Walking into the installation room of this exhibition, you are greeted by a reverberating famous speech by the former president of the first democratic South Africa Nelson Mandela: ‘Never, never and never again’. Examining the part of this historical speech delivered on his presidential inauguration in 1994, one wonders if Mandela’s fellow comrades within the African National Congress listened to their most senior leader’s words when he said: “Never, never and never again shall it be that this beautiful land will experience the oppression of one by the other”. The massacre occurred under the Mandela’s ruling party and prior to that there were pockets of police killings that were not given enough public scrutiny and most notably the Andries Tatane’s killing. He was a 33-year-old South African citizen who was shot and killed by police officers during a service delivery protest in Ficksburg. Though described as “a watershed moment in public perceptions of state violence after apartheid” it has emerged that this was not an isolated police brutality and the Independent Complaints Directorate has investigated 1 769 separate brutal killings of people in police custody mere three years prior to Tatane’s killing. This is a clear indication that violence by one against the other is here to stay. The police officers do not worry about the consequences being brought to the forefront and action taken the police officers because the then National Police Commissioner Bheki Cele’s statement in the late August 2010 that police officers should ‘shoot to kill’.

This multi-layered digital exhibition is a combination of animation, charcoal drawings, collages, sonics and texts. What grabs audience eyes initially as you enter the room is the sound coming from the speakers on the projected screen and the depiction of 10 police officers armed to the teeth in the foreground, the animated screening in the middle-ground and two full sheets of beautiful charcoal drawings with touch of collage in the background.
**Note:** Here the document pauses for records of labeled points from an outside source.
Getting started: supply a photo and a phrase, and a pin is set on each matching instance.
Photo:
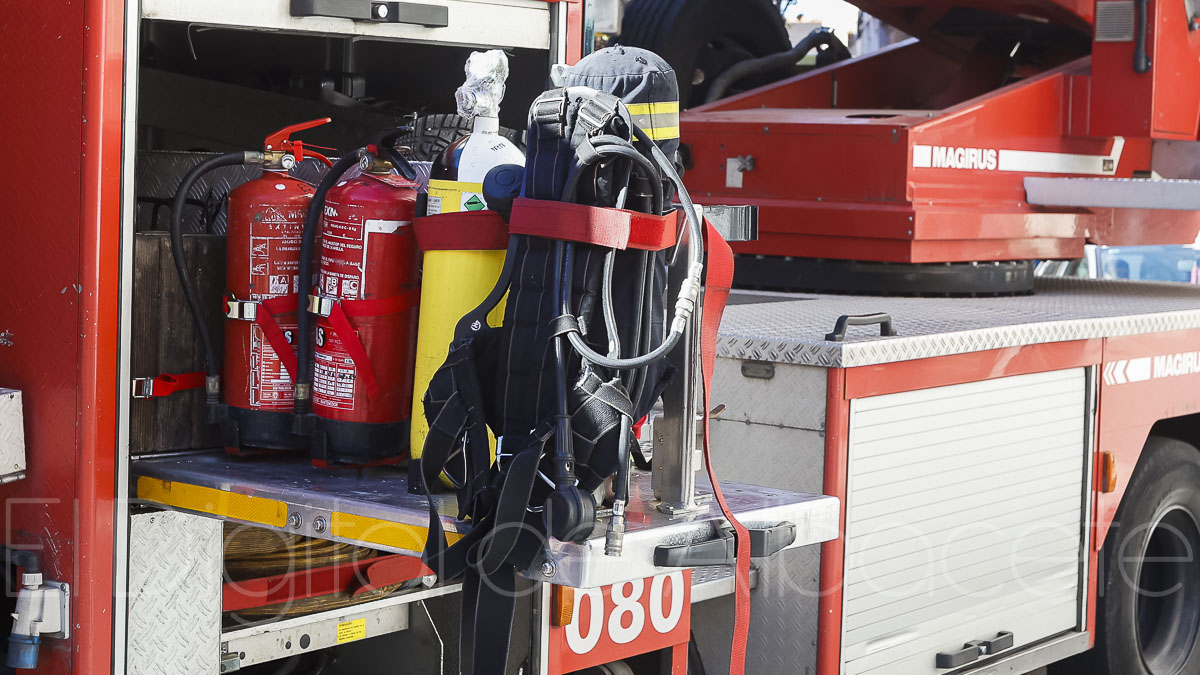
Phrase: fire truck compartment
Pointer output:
(373, 508)
(999, 461)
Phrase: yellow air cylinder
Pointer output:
(454, 281)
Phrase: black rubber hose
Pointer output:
(696, 263)
(303, 401)
(779, 60)
(211, 360)
(564, 454)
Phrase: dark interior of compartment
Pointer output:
(221, 89)
(207, 90)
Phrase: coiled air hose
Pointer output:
(303, 395)
(211, 360)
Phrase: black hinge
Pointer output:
(430, 16)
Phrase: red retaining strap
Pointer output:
(718, 280)
(612, 228)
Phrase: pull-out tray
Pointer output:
(375, 508)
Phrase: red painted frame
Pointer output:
(61, 261)
(835, 150)
(845, 384)
(1126, 414)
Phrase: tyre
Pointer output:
(1149, 614)
(701, 39)
(432, 133)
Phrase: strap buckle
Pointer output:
(241, 310)
(143, 387)
(595, 115)
(550, 109)
(321, 305)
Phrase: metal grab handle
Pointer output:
(765, 542)
(839, 329)
(1140, 58)
(430, 16)
(973, 650)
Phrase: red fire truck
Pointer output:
(1001, 471)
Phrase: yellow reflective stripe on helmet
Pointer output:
(659, 108)
(663, 132)
(659, 120)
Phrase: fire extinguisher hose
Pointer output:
(211, 362)
(304, 333)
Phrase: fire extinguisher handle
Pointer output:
(281, 138)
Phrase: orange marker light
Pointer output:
(562, 605)
(1108, 472)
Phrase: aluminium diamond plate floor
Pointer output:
(791, 327)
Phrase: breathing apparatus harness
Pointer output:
(563, 378)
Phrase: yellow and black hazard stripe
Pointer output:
(659, 120)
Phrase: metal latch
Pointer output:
(231, 662)
(973, 650)
(765, 542)
(143, 387)
(321, 305)
(241, 310)
(430, 16)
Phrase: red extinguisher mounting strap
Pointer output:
(166, 384)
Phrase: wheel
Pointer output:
(1149, 614)
(700, 39)
(432, 133)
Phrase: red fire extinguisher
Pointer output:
(365, 308)
(263, 281)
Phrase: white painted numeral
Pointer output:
(575, 640)
(665, 623)
(625, 596)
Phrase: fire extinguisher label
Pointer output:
(275, 251)
(345, 242)
(334, 372)
(270, 387)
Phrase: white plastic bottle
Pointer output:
(456, 180)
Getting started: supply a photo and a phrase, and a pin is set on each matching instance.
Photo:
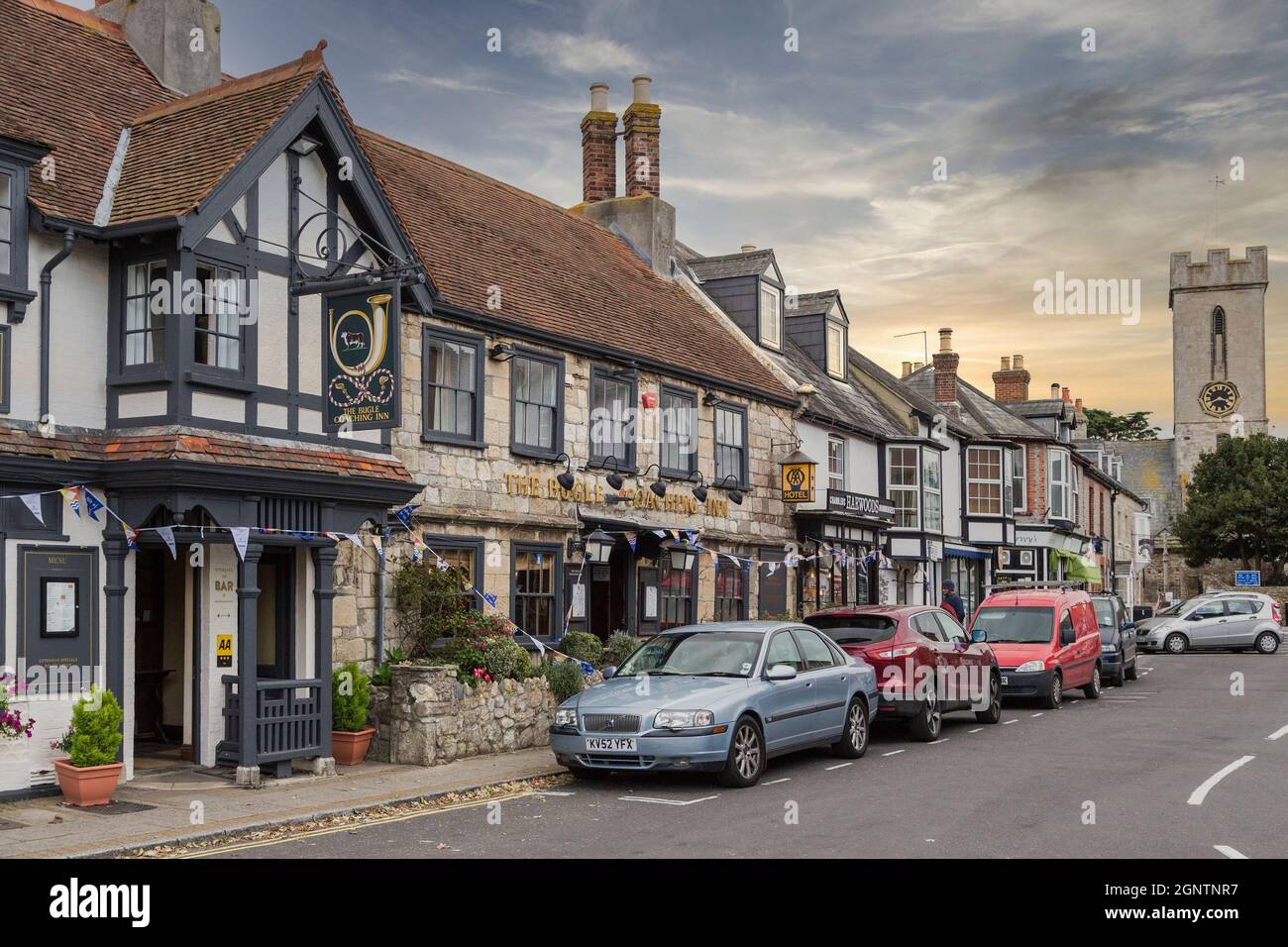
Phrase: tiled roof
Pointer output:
(752, 263)
(557, 270)
(68, 80)
(200, 449)
(178, 153)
There is on the screen an assortment of animated chicks and hens, dogs, cats, pigs, rhino and human figure carrying firewood – this is punctuated by the donkey hauling a cart of what looks like precious minerals, in this case of Marikana the minerals would be palladium, rhodium and gold(4E). The oppression is not only depicted by the donkey doing the pulling but by also the human figure of able-bodied man carrying a huge stalks of firewood in his arms, limping. These are but few metaphorical objects employed to take us on the journey as articulated by the artists’ mission statement which stipulates that the exhibition “primarily references the Marikana massacre of 44 miners by the South African Police Service on the 16th of August 2012 during the protests for increased wages. Not since the days of apartheid has South Africa witnessed such public slaughter of civilians engaged in social protests, but this was the culmination of many different incidents were black lives are wasted by the police force.”
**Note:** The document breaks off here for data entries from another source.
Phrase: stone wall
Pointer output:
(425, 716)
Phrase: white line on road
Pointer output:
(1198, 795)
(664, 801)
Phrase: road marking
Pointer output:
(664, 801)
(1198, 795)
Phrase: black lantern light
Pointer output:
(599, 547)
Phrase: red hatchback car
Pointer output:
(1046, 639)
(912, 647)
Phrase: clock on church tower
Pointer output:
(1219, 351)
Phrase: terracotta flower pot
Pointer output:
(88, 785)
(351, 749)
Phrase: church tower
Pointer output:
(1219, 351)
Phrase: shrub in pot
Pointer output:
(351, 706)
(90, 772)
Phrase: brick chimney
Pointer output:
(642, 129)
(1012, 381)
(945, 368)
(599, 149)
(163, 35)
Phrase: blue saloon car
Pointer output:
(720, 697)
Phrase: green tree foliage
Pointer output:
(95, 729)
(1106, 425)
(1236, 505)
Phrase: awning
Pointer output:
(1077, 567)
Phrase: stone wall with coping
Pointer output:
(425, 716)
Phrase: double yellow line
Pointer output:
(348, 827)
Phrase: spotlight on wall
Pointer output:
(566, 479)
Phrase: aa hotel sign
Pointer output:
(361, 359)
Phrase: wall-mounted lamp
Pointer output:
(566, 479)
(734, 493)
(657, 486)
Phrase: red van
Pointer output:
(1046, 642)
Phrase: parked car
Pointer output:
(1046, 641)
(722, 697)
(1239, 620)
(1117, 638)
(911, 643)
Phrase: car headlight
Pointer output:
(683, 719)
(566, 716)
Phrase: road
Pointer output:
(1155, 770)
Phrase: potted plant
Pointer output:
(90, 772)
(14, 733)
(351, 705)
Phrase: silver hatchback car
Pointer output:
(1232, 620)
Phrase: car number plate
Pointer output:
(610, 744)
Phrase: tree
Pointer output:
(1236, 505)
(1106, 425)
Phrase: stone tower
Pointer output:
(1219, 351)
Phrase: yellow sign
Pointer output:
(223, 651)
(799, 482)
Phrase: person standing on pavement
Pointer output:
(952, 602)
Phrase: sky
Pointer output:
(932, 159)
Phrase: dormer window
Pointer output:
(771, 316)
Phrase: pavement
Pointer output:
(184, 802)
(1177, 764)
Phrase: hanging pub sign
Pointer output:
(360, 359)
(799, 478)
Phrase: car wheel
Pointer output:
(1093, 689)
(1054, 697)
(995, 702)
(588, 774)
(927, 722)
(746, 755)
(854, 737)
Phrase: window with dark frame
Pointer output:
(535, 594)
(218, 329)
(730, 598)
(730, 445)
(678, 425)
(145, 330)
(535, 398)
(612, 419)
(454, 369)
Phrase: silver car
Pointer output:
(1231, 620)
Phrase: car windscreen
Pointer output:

In conclusion there is a session that concludes this important exhibition about one of the fateful even post democratic South Africa. Interesting also is the fact that 2022 marks a decade since 44 people were killed in Marikana by the state police services. The session in a form or performance will be as follows:


Come Home: A Call

Sat, 29th January 2022
12.30 sharp for performance
Johannesburg Art Gallery
Sharlene Khan, Mokgabudi Amos Letsoalo, Mandlakazi Zilwa, Litho Nqai, Nono Motlhoki, Dumelang Rosinah Ntlhane


"The performance Come Home – A Call focuses attention on the effects of violence on the families of victims, in particular women. Women who have been left behind, women who wait, women who cry, women who mourn in the everyday ordinariness of extraordinary violence. This performance pays homage to a history of faded pictures." - Professor Sharlene Khan.